US Postal worker found dead in California after delivering mail in extreme heat, family says

A longtime U.S. Postal worker was found dead in her truck on Friday after delivering mail when temperatures reached nearly 120 degrees in Southern California, her family said.

Peggy Frank, 63, was found unresponsive in her truck around 3 p.m. in Woodland Hills, FOX11 reported. Paramedics arrived at the scene and pronounced the grandmother dead after several attempts to revive her.

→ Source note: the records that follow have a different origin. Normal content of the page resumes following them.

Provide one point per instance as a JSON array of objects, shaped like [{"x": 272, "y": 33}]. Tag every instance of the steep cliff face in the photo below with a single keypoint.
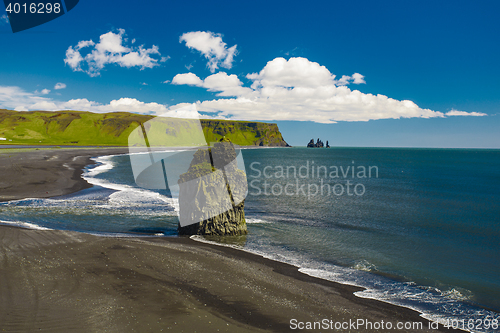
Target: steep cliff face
[
  {"x": 87, "y": 128},
  {"x": 212, "y": 193}
]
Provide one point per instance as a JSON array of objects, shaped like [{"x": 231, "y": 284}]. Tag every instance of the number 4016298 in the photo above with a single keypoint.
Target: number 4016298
[{"x": 34, "y": 8}]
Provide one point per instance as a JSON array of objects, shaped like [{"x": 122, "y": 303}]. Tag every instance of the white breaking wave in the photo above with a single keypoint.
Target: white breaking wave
[
  {"x": 25, "y": 225},
  {"x": 125, "y": 195}
]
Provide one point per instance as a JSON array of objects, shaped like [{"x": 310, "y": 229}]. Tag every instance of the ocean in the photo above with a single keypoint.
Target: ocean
[{"x": 418, "y": 228}]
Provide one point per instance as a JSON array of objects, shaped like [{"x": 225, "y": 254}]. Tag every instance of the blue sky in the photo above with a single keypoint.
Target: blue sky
[{"x": 356, "y": 73}]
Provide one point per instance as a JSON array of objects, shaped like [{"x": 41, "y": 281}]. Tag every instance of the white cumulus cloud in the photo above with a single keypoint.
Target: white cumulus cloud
[
  {"x": 60, "y": 85},
  {"x": 111, "y": 50},
  {"x": 188, "y": 78},
  {"x": 212, "y": 47},
  {"x": 299, "y": 89},
  {"x": 15, "y": 98}
]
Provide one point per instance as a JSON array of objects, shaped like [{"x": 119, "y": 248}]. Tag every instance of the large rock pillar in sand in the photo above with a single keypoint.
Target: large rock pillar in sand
[{"x": 212, "y": 193}]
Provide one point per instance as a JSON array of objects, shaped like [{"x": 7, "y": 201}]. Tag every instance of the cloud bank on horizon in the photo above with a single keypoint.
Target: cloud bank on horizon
[{"x": 294, "y": 89}]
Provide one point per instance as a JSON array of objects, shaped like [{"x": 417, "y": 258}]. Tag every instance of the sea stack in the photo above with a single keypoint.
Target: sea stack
[
  {"x": 318, "y": 144},
  {"x": 212, "y": 193}
]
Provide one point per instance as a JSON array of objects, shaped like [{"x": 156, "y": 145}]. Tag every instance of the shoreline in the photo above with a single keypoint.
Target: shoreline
[{"x": 281, "y": 278}]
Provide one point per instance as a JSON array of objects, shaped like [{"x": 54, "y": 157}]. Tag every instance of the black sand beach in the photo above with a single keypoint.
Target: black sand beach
[{"x": 61, "y": 281}]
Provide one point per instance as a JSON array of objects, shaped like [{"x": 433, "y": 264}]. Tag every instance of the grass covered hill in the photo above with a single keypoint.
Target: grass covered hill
[{"x": 113, "y": 129}]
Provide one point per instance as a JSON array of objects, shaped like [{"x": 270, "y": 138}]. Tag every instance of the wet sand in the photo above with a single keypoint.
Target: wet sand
[{"x": 60, "y": 281}]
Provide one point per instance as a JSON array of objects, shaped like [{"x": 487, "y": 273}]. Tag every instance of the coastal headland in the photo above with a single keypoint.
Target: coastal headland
[{"x": 63, "y": 281}]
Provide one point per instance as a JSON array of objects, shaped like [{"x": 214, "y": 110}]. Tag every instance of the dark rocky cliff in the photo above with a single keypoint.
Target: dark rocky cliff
[{"x": 212, "y": 193}]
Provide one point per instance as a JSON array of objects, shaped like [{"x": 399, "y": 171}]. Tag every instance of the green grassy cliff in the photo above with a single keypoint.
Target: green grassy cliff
[{"x": 113, "y": 129}]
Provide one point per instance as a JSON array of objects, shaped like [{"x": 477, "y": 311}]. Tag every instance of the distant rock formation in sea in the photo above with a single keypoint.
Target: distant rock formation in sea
[
  {"x": 213, "y": 183},
  {"x": 318, "y": 144}
]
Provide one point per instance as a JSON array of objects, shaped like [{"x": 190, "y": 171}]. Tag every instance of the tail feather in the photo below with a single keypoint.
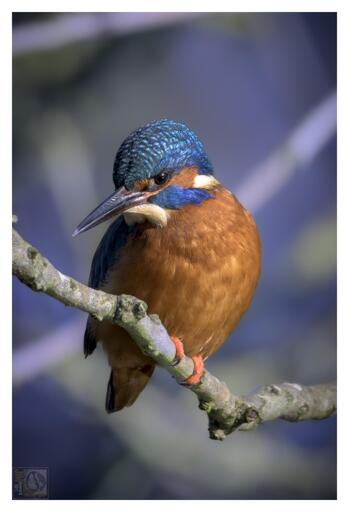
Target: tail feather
[{"x": 124, "y": 386}]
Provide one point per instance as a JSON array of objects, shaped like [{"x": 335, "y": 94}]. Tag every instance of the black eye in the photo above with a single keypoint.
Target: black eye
[{"x": 161, "y": 178}]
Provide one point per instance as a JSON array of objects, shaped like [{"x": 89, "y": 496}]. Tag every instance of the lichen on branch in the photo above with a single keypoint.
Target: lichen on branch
[{"x": 226, "y": 412}]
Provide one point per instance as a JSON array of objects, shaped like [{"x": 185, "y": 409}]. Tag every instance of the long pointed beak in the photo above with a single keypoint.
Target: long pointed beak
[{"x": 120, "y": 201}]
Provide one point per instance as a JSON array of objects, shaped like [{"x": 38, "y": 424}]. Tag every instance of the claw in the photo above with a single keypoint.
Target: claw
[
  {"x": 198, "y": 362},
  {"x": 199, "y": 368},
  {"x": 179, "y": 350}
]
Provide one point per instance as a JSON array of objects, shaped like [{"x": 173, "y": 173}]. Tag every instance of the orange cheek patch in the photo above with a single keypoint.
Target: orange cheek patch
[{"x": 185, "y": 178}]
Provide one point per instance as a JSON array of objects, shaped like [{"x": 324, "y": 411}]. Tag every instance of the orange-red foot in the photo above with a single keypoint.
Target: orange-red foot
[
  {"x": 179, "y": 349},
  {"x": 199, "y": 366},
  {"x": 199, "y": 369}
]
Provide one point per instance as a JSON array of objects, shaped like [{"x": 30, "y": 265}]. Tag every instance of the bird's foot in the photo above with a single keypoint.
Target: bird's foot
[
  {"x": 198, "y": 362},
  {"x": 179, "y": 350}
]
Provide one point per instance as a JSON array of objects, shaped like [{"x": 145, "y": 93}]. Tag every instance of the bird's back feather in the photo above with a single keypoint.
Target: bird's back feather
[{"x": 104, "y": 258}]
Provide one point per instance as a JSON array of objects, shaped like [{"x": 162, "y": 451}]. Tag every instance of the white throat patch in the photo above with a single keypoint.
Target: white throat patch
[{"x": 150, "y": 212}]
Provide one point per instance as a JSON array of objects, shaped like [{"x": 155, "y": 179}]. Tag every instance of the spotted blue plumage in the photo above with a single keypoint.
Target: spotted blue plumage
[
  {"x": 158, "y": 145},
  {"x": 177, "y": 197},
  {"x": 105, "y": 256}
]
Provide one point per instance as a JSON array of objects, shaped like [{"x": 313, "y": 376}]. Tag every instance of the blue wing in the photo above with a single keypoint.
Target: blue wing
[{"x": 105, "y": 256}]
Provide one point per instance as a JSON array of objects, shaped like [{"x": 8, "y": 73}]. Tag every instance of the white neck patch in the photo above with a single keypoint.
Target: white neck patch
[{"x": 206, "y": 181}]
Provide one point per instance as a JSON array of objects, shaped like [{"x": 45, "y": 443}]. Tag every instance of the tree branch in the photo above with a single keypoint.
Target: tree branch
[{"x": 226, "y": 412}]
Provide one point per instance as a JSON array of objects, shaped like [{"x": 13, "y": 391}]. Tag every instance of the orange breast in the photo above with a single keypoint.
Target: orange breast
[{"x": 198, "y": 274}]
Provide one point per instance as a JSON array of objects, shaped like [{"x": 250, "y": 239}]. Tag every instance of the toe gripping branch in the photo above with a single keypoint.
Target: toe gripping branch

The exact cause of death was not released, but Frank’s family believes heat exhaustion may have led to her passing. Friday was Frank’s first day back on the job after she was placed on medical leave for a broken ankle, her family said.

Frank had been working for the U.S. Postal Service for 28 years.

"She loved what she did because she loved the people...I don't think they realize what kind of job that it is....it is not an easy job," Frank's sister, Lynn, told FOX11. "She was a type of person where she wanted to do it right and she wanted to do a good job.”

Robert Tipton, a neighbor of Frank, said the sweltering heat the day Frank died was like “a wall” hitting him. Temperatures hit 117 degrees in the Woodland Hills area on Friday.

"It was almost 120 degrees outside — when I came out it was just a wall of heat just hitting you," Tipton said. "It's one of the hottest days I've ever experienced out here in the valley.”

Frank reportedly had previous health issues. Her son said his mother suffered a heatstroke last May.

“Safety is our top priority for all our employees," a spokeswoman for the U.S. Postal Service told the Los Angeles Daily News in a statement. The Postal Service strives to ensure that they have the tools and training to do so safely.”

Frank’s sister said the U.S. Postal Service needs to change its system during hot days to prevent another death.

"I want them to realize what it's like and they need to do something," Lynn said.